Reviewing the API provided by Oculus Utilities for Unity 5.x, it seems that one class we could use is OVROverlay. Putting the texture to the right position is simply by using the Transform location and mesh primitive, right?

Then, there's 
OVRScreenFade, which lets us fade ... but only to a color.

So ... it seems there are two things missing: How can we fade full to the compositor and stop rendering to VR while we are doing things what would cause framedrops?

When using SteamVR / OpenVR, this is done by calling 
CVRCompositor.SuspendRendering(true).
  • Hey Jashan

          Thanks for the explain.  
          For this kind of feature,  you actually can use OvrOverlay to do that.
    for example
    1. you can clear your game background to black
    2. make sure ovrOverlay ( compositor layer ) is rendered  ( at least send into compositor once )
    3  then enabling your CPU heavy work.   
    4. you should be able to see ovrOverlay updating with correct tracking even you background app doesn't update. Technical speaking,  ovrOverlay ( compositor layer ) was send into the async timewarp,  will update there all the time with 90 FPS  regardless your game's FPS.

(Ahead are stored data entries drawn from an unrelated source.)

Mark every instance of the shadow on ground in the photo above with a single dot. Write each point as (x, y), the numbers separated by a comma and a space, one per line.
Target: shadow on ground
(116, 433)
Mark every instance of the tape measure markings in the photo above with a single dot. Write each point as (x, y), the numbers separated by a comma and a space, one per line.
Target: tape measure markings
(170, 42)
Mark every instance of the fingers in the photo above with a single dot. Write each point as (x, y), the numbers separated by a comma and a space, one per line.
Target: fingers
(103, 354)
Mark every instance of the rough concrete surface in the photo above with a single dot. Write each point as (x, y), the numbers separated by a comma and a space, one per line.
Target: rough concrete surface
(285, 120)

           I understand this way might be not friendly enough for most developers,  we are considering to provide a more specific prefab / or function to do this automatically for developers,  however,   so far, I can't promise the specific time frame for this feature


  • jashan said:

    ... also, does anyone know why sometimes, the compositor does no head-tracking (i.e. all layers from the compositor "move with the head", or stuck in front of your face)? 


    Apparently, no one knew. I don't know for sure - but here's what I found out so far. This issue put me near giving up, so I'm leaving this here in case someone else runs into the same issues; this might save you some headaches (and Oculus engineers, please at least read the last paragraph):

    It had something to do with the scene: I could grab the file "level0" from one build where it worked correctly, and use that to overwrite that same file in a build where it didn't work, and that way I could "fix" such a broken build (and also, break a build where it worked by doing it in the opposite direction). Unfortunately, I'm not aware of a decent way to look for differences in two such files (they were also the exact same file size). Mind you: Those are not the scene assets in the Unity projects, but the binary levelN files in the build.

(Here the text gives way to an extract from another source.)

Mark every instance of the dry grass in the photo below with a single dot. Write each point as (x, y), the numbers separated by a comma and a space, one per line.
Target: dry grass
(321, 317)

    I did have sessions where I could reproduce it in the Unity editor for a while, but even when Unity said the current scene had no changes compared to what's stored on the disk, making a copy of that scene, and switching over to that copy would make it work in the editor again. Then, switching back to the scene where it didn't work just a minute ago would keep it working. It was not easy to get the Unity editor into the state of this not working, and I don't know for sure what exactly caused it - all I know is that it usually happened after doing a build that produced a faulty build.

    In one of the sessions where it didn't work in the editor, I spent quite some time trying to debug OVROverlay to figure out what might be causing this. The most likely candidate obviously was the headLocked flag, which gets set when the OVROverlay is attached to a descendant of the main camera. I could not validate this to be the cause of the issue - headLocked was never set to true in any of my test-sessions but they did show the faulty behavior. One possible explanation could be that this somehow got cached in the runtime handling the compositor from a previous session, but that's just random guessing.

    Still, not knowing of a better way to solve this, I removed this whole headLocked stuff (no responsible VR developer should use headlocked stuff, anyways, so it's not like I lost anything of value). Also, as I saw that OVROverlay uses Camera.main, and you probably use that more often, I made sure to only have the VR camera tagged with MainCamera.

    From the looks of it, this did fix it; potentially due to Camera.main behaving more as you expect it in some other places of your integration. The thing is: Camera.main is not a reliable way to check for VR cameras. If you check for Camera-components where Camera.stereoTargetEye is not StereoTargetEyeMask.None, you actually reliably do what you probably thought you were doing by using Camera.main.